もしかしたら不器用なだけで、根はとても良い性格をしているのかもしれない。
「……じゃあ、俺はキミを喜ばせたから十分助けたよね? あとは任せていい?」
「ダメですよ!!」
とはいえ、この人の行動パターンは読めない。安心して油断しきっていたら、いつ、何をやりだすかわからない。思考回路も全く読めないし。
すぐに1人で突っ走って、私が置いてけぼりにされたらどうしよう。
「……状況、把握できてる? 質問があるなら受け付けるけど?」
意外と良心的な心も持っているみたいで私は安心です。はー、よかった。見捨てられなくて。
で? 質問ですか。ありまくってしょうがないんですけど。でも私が1番聞きたいことは決まっている。
「あなたの助けがあれば、私はこの状況をどうにかできますか?」
「……どうにかって、具体的にはどうしたいの?」
不思議なことを聞く人だな。
「決まってるじゃないですか」
あの魔王を納得させ、逃げ出すことだ。最悪、納得させられなくても、命の安全だけは守っておきたい。

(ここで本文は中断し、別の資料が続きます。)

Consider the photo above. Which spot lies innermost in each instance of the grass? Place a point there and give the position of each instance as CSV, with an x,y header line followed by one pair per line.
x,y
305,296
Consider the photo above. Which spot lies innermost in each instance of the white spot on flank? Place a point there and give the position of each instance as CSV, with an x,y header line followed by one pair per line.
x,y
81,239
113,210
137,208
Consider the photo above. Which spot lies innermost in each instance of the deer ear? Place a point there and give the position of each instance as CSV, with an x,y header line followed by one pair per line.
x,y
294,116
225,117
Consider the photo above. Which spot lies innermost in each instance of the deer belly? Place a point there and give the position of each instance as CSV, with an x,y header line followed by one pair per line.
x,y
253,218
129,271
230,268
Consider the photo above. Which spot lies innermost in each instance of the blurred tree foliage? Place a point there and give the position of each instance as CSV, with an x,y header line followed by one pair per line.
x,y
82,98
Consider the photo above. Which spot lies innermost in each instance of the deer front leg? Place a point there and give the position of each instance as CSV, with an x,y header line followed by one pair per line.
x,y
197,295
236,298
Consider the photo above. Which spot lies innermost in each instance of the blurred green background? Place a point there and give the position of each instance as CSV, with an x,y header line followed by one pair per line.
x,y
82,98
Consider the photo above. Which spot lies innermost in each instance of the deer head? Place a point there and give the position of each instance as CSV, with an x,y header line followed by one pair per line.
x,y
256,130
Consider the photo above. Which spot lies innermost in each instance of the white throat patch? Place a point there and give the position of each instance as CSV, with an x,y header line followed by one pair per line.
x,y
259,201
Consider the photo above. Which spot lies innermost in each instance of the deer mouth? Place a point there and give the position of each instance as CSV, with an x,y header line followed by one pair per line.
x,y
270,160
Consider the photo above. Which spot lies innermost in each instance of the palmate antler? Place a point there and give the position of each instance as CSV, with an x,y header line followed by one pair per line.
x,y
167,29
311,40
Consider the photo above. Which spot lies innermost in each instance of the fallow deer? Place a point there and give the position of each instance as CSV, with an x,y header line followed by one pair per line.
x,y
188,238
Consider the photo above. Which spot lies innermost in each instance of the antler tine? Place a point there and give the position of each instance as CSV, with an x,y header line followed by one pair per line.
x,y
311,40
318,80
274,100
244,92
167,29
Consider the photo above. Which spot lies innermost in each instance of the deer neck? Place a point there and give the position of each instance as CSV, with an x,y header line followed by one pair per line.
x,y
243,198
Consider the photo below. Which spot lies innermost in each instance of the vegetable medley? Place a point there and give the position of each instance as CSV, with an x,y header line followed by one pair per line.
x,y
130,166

「……あー。夏休みの自由研究のための素材を増やすってこと? 俺プラスあの魔王で実験する?」
「お断りです!!」
「……仕方ない。俺があいつの分まで実験されるよ」
「あなたの実験もしません!!」
「……そう。絶対金賞もらえるのに」
そんなこと言ってる場合じゃないでしょ!!?
マイペースな人だと思ってはいたけれど、頭の中までマイペースだったとは。この人の想像力には恐れ入る。

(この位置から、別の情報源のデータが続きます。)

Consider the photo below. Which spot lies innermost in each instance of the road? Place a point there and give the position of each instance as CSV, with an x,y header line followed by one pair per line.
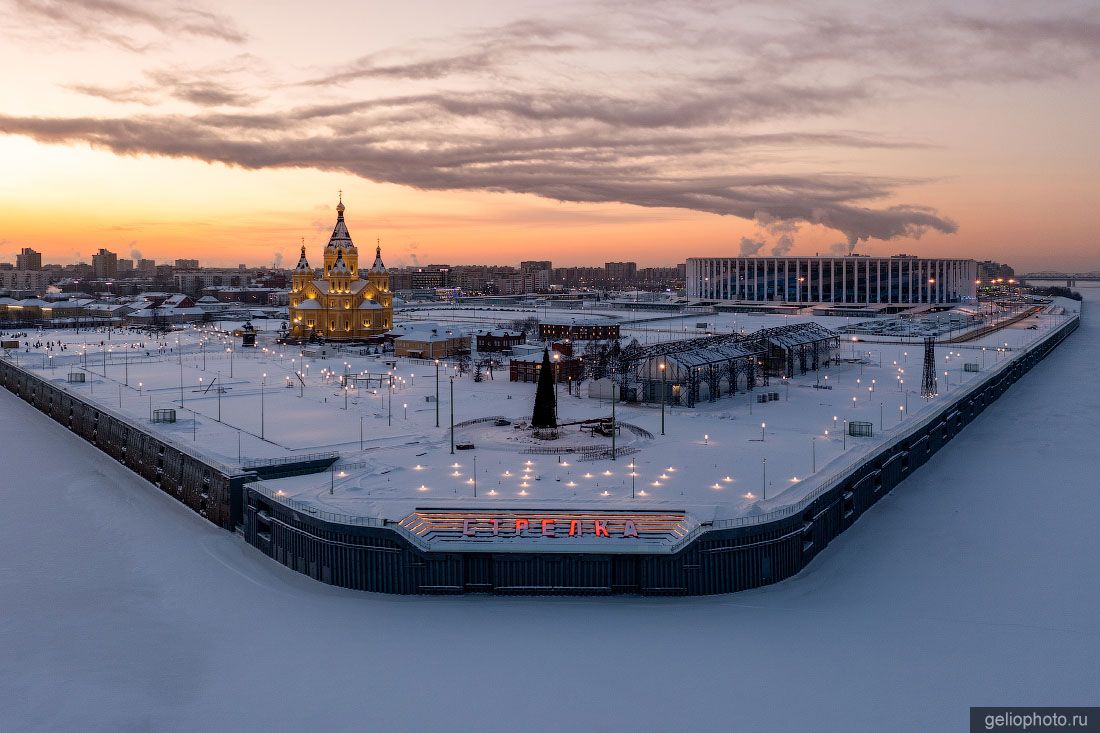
x,y
972,583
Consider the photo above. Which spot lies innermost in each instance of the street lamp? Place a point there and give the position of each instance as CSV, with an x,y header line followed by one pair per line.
x,y
763,481
664,392
263,380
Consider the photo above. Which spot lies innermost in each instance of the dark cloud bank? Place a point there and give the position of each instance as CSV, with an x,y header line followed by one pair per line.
x,y
679,138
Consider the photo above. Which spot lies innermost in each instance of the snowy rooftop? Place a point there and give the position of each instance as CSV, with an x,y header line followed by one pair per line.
x,y
725,459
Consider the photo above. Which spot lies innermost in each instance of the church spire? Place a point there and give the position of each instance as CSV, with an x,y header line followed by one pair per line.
x,y
378,266
303,263
340,267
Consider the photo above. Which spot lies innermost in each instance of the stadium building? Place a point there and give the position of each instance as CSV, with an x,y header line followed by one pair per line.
x,y
895,280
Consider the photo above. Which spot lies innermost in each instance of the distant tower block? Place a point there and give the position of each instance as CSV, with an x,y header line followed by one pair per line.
x,y
928,386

「とにかく、安全に逃げないとですね。何かいい方法は-」
「我らがいつまでも大人しくしているわけないだろう? 愚かな人間よ。第三系統魔法<絶鳴>」
前方に青白いなにかが光ると、大音量の鳴き声が発せられた。今にも私の鼓膜が破れ弾けそうだ。セミの魔王は悠然と同じ場所に飛んでいる。
まだ早朝だというのに気温がどんどん上がり、先程よりさらに暑くなっている。まるで真っ昼間のようだ。じっとしているだけなのに汗がどんどん流れてくる。その上、耳に入り込んでくる鬱陶しい蝉の鳴き声。そのせいなのか眩暈がしてきた。
「……うるさいんだけど」
男子は視線をゆっくりとセミの魔王に向け、ジト目で睨みつけた。
すると、あの鬱陶しいセミの鳴き声と私の眩暈が一瞬で消えた。